The internet is a powerful tool, and for many of us it’s our first point of call when we’re not feeling well or want to find out more about a medical complaint. However, as Donald Trump likes to remind us, the internet is full of ‘fake news’. But how can we sort fact from fiction when it comes to online health information?
Being a Medical Writer, it’s important for my work that any source I cite is credible. There are several things I look for to ensure this, and they are things that we should also all be mindful of when looking for health information online at home.
Who was it written by?
Is the information you’re reading written by a medical professional or recognised expert in the field? Great! If it’s written in a blog or a chatroom, be cautious. Blogs and chatrooms can provide insight into a disease area from a patient perspective, but people are talking from their personal experiences only
Is the content on social media?
Groups on social media can be a great way to connect with people who may be experiencing similar difficulties to you. However, unless the group is funded by an organisation that is carefully monitoring it, it is unregulated and should be read cautiously. As with blogs, people commenting and sharing information on social media sites are sharing things that they find interesting or useful. Their recommendations may not be beneficial for everyone and could even be harmful
Who was the content funded by?
Many pharma companies fund websites to provide people with information about a disease area or medication. These websites are carefully regulated to ensure they’re accurate and unbiased, and are usually good sources of information
Is it endorsed by a recognised charity or governing body?
NHS websites, or websites endorsed by recognised charities or medical associations are excellent sources of information. They can be especially good in helping you to connect with other people who may be affected by the same condition as you, or find support in your local area
When was it written?
Advances in healthcare mean treatment recommendations are constantly changing. Check to see if the website you are reading has a date when it was last amended. If it’s more than a couple of years old, the content it contains may no longer be entirely accurate
Is it country-specific?
In the UK, advertising prescription-only medicines to the general public is not allowed. However, in countries like the US, it is. If you’re on a website detailing specific treatment options, check where it was written. The treatments being discussed may not be licensed for use in the country where you live
Educating ourselves about our health and treatment options can help us feel empowered and more in control. However, we need to apply a little common sense. Googling symptoms and self-diagnosing can be notoriously problematic and I’m sure I’m not the only one who has internet-diagnosed themselves with a tropical illness despite my garden shed being the most exotic place I have visited of late. Luckily there are highly-trained healthcare professionals, and it’s always best to consult with them before getting too carried away by late-night Google panics.

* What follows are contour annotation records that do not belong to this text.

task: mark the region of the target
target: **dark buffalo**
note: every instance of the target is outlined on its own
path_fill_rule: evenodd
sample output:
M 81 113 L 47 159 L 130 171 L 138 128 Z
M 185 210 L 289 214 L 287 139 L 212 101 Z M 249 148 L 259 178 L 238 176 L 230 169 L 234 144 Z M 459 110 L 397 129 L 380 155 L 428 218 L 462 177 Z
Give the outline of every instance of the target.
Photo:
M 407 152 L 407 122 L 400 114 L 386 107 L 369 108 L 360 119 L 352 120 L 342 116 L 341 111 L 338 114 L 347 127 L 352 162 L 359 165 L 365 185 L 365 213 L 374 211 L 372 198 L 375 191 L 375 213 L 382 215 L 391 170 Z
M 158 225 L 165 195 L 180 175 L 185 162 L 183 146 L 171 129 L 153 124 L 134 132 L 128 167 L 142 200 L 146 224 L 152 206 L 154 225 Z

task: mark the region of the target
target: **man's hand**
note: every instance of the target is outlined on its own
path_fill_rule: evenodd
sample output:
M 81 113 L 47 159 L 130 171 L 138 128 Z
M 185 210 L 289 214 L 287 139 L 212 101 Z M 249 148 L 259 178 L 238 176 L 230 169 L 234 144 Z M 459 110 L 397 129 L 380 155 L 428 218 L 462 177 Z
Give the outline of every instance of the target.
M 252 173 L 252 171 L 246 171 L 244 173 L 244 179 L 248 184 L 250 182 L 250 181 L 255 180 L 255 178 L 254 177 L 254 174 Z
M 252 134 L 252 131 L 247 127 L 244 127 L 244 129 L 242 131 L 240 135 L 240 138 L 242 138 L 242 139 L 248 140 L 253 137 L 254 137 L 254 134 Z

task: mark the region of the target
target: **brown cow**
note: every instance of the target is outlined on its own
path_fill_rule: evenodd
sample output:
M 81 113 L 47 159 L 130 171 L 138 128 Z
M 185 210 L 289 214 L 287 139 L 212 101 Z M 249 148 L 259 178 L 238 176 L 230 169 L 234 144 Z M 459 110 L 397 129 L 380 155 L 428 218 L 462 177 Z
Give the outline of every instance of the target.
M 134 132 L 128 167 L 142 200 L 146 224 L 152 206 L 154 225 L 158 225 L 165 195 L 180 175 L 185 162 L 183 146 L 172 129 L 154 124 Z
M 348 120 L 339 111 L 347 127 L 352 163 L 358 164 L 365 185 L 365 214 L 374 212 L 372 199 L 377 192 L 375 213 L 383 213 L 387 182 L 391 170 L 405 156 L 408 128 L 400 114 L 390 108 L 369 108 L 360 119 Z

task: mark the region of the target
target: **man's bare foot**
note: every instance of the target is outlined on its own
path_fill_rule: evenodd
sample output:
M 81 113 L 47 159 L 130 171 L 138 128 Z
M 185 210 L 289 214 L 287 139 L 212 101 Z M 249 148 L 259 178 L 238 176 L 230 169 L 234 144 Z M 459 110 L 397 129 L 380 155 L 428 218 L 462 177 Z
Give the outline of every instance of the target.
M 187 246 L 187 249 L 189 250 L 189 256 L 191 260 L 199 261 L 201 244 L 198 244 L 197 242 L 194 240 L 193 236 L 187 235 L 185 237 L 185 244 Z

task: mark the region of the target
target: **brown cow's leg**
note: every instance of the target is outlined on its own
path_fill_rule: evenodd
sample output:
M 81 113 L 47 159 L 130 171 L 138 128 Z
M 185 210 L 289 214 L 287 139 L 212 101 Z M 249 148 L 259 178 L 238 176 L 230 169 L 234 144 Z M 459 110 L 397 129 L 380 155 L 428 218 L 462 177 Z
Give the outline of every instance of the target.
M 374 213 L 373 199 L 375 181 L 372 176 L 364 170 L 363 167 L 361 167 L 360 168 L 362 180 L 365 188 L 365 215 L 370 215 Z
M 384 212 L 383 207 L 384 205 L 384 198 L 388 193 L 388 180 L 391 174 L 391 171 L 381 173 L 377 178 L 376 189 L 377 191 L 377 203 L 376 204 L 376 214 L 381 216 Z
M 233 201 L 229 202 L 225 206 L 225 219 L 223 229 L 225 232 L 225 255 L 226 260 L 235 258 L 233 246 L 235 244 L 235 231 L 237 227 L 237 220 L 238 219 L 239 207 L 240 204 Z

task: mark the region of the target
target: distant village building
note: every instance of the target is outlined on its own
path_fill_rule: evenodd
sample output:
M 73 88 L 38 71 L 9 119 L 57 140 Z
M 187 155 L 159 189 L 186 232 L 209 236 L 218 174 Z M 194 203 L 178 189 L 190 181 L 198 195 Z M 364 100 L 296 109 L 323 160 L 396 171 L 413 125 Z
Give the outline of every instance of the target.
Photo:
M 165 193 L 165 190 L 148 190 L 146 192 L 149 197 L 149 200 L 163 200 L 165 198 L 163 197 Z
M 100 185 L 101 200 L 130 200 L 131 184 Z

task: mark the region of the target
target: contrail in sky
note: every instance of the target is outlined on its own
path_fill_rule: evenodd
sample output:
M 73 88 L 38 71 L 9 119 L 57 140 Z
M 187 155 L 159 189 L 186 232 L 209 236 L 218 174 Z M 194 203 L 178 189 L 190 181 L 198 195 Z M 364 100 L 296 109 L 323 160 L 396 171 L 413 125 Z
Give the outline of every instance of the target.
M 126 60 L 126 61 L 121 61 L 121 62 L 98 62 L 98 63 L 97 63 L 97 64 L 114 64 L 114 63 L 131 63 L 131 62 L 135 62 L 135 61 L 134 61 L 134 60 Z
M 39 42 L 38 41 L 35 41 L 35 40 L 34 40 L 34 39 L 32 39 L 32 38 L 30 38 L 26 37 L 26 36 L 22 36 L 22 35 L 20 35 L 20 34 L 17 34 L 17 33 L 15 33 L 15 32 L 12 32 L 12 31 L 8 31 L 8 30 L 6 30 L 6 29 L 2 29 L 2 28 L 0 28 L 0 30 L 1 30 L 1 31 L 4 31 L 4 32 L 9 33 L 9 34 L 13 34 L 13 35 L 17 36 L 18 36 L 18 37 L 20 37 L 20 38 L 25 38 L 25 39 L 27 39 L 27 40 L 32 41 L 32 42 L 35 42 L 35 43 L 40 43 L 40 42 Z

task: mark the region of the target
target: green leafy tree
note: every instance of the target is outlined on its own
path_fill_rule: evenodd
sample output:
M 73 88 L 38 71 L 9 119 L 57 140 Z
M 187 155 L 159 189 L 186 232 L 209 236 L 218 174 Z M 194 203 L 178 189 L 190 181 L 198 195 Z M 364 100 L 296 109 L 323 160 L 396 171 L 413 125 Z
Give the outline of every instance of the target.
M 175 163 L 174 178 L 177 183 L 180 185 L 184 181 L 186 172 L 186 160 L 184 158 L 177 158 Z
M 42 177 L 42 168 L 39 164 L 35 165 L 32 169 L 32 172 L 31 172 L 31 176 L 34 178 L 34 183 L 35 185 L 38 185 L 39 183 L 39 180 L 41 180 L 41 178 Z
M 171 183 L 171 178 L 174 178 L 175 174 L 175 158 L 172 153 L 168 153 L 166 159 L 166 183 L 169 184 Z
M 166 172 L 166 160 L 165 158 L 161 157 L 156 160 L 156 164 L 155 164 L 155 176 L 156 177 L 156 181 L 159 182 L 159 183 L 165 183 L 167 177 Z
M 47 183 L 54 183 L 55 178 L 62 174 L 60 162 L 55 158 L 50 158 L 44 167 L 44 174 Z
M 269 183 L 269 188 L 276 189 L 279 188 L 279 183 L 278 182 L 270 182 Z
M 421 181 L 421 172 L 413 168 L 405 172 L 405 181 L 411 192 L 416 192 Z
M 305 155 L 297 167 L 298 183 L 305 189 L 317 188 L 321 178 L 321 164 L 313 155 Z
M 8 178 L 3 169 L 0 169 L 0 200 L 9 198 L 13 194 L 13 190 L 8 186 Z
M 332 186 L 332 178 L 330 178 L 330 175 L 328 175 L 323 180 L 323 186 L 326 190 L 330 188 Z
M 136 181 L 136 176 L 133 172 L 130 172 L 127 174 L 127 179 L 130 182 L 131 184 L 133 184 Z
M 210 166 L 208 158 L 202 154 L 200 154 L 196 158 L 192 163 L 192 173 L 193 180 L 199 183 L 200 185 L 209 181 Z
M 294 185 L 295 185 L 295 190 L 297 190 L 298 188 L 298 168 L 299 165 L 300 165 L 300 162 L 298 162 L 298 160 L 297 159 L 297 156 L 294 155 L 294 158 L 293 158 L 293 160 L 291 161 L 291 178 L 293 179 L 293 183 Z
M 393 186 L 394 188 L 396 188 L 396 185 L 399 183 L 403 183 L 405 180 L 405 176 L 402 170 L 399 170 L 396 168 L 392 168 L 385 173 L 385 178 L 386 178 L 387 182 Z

But even when your condition is diagnosed, it’s still important to check with your healthcare team before you follow any advice you have read. This is particularly important if you are considering taking supplements or herbal remedies because drug interactions can occur that can be harmful to your health.
The internet is a powerful resource, but if we want the get the most out of it to improve our health knowledge we need to ensure we are checking the validity of our sources and using the information we find responsibly.